Food Labelling is Flawed - Big Time

                    

New Scientist has a great article explaining how our food labeling system is wrong and how this affects your calorie counts. In particular, cooked foods and softer foods have a higher calorie count, while raw and hard-to-chew foods have a lower (less digestible) calorie count. What's more:
...calorie estimates on food labels are based on flawed and outdated science, and provide misleading information on how much energy your body will actually get from a food. Some food labels may over or underestimate this figure by as much as 25 per cent, enough to foil any diet, and over time even lead to obesity. As the western world's waistlines expand at an alarming rate, they argue, it is time consumers were told the true value of their food...

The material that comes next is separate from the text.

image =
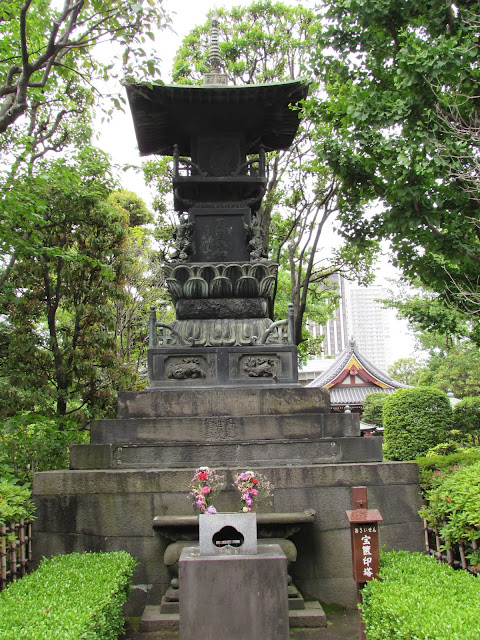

...the brownie is made from refined sugar and flour, making it easier for our bodies to extract the available calories than it would be from the complex carbohydrates of the oatmeal in the cereal bar. And while the Atwater system assumes that the proportion of food that passes through the gut undigested is more or less constant, at around 10 per cent, we have known for more than 60 years that this is not the case. Thirty per cent or more of coarse-ground wheat flour may be excreted, while today's finely milled flours may be almost completely digested. As a result, foods made from these fine flours - like that brownie - are likely to channel practically all of the energy from carbohydrate into the body.
New labelling would entail a huge amount of research and studies, millions of dollars, and lots of man and animal power. And, would a new labelling system simply be too confusing for the average person? Are we better off keeping our old (flawed) system and take into consideration the impact of cooking, processing and softening has on digestion?